I can’t tell you if this translation is better than others or deep meanings about Beowulf. But I enjoyed it.

Book-length poetry

In Paris with You was a unique book for me, despite its somewhat formulaic romance plot (which isn’t a bad thing!). Why?

  • It’s translated from the original French, which means that the takes on the characters are different than you might get in a book originally in English. Specifically, Eugene is allowed to be slightly depressed, and that’s totally normal.
  • The hero is named Eugene.
  • It’s a book-length poem. I read poetry infrequently enough that the language that the authors uses is different enough, more emotional and less action-oriented, that it was refreshing.
  • It’s got a lovely happy-for-now ending that leaves open a proper happy ending.

In Paris with You was a great Sunday afternoon read. Would recommend.

A building with a long history

The Colosseum

What’s it about?
The Colosseum is an entire book about the building in Rome. The book covers the building from before it was built – back when the land was a pond in Nero’s palace – through the gladiatorial games of the Ancient Roman empire to its repurposing in the middle ages for various purposes and finally to the tourist attraction we have today.

Why should you read it?
The Colosseum has had a remarkably long life that covers a wide swath of history. It is fascinating, to me anyway, to read about the repurposing of private land (Nero’s palace) into public land (the Colosseum was open to everyone) as a political tactic, even in ancient times.

The success of the film Gladiator shows that we are still fascinated by them – Hopkins and Beard go over the lives of actual gladiators, discussing how often they fought, how likely were they to live, how they fit into the economy as a whole. It should be noted that there is no record of Christians being put to death in the Colosseum – those were stories put about after the end of the gladiatorial games.

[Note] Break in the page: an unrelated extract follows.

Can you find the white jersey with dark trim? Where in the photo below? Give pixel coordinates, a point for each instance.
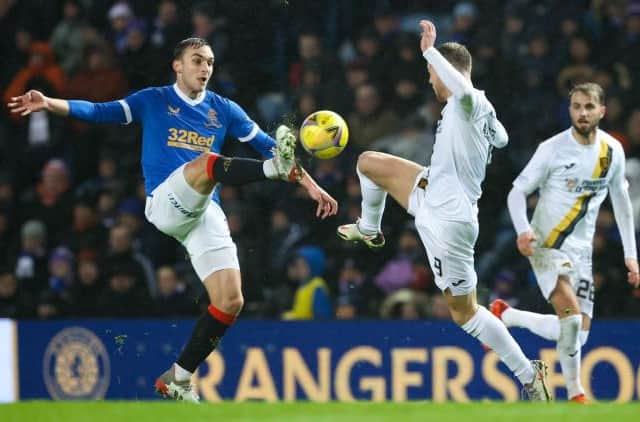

Into the middle ages, we see that it was treated a bit like a quarry. Many stones were removed to build other, more immediately necessary buildings. It was also used as a place of business by various people. In the 1800s Lord Byron wrote verses about it and archaeologists began to study it. It’s apparently interesting to botanists as well; there are unique plants that grow in the Colosseum. Who knew?

Overall, if you’re planning a visit to Rome and want to see the Colosseum, I’d recommend reading this.